Los beneficiarios han sido gente que posee al menos 700.000 euros en bienes y propiedades de todo tipo, lo que es necesario para contribuir en este impuesto salvo en Aragón.

La merma de ingresos tributarios está camino de duplicarse, ya que en los primeros siete años de la década pasó de 533,8 millones a 995,5 millones. Los datos de la Agencia Tributaria cifran en 175.427 millones el valor conjunto de las fortunas que poseen los ricos domiciliados en la comunidad de Madrid, que suponen algo más de una cuarta parte de los 669.062 de todo el país. 

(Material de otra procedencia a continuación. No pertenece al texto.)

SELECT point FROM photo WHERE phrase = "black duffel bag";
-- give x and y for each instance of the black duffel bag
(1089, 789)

Casi tres cuartas partes de esas riquezas se encuentran en acciones, cotizadas (31.378) o no (62.870), y en sicav (37.460). Esos patrimonios se han visto afectados por la crisis, ya que entre 2011 y 2017 su volumen aumentó un 72%, de 102.005 a 175.427.

Ese incremento de las fortunas, que se ha vinculado tradicionalmente con el favorable trato fiscal, en un caso flagrante de dumping tributario con el resto de territorios, ha disparado tanto la nómina de ricos domiciliados en ella como su nivel.

El número de madrileños con más de 700.000 euros pasó de 14.520 a 16.856 entre 2011 y 2017. Y su fortuna media también ha crecido a un ritmo casi tres veces superior: de 6,85 millones a 9,67, vinculado además a la migración documental de esos patrimonios en vez de a la mejora de los negocios.

La supresión del Impuesto de Patrimonio no es la única ventaja fiscal en Madrid, los ricos se benefician también de el menor gravamen de España en el tramo autonómico del IRPF. Estas políticas fiscales tienen un impacto directo en las cuentas de la comunidad que el Ministerio de Hacienda calcula, sin incluir el efecto de Patrimonio, en más de 3.500 millones anuales.

Esa estrategia, genera conflictos y pleitos con otras comunidades para armonizar fiscalmente igualando la aplicación de los impuestos cedidos por el Estado y reducir el margen discrecional de los gobiernos autonómicos.
Aun así, ese aumento de la presencia de gente adinerada no ha aumentado el impuesto del IRPF. Los contribuyentes madrileños con rentas altas crecieron más de un tercio, situándose cerca de los 40.000. Sin embargo, ese aumento que cuadriplica al crecimiento de los ricos en patrimonio, fue en esos años sólo de 950 millones de euros, una cifra no imputable en exclusiva a estos últimos sino que la mejora de la recaudación en este tributo se distribuye entre todos los declarantes. 

Esa atracción de fortunas y empresas que sólo en 2016 y 2017 generó un saldo positivo de 810 sociedades con una mejora del volumen de negocio de 1.860 millones, debería, a priori, tirar al alza de la recaudación de otros impuestos como él IVA y el de  Sociedades. No obstante hay dificultades para cuantificar ese efecto, ya que los datos de la Agencia Tributaria sobre Sociedades no están territorializados y los del IVA registran entre 2011 y 2017 una mejora de casi 5.000 millones pero de la que forman parte la mejora de consumo de 2013 y el aumento de más de 90.000 contribuyentes.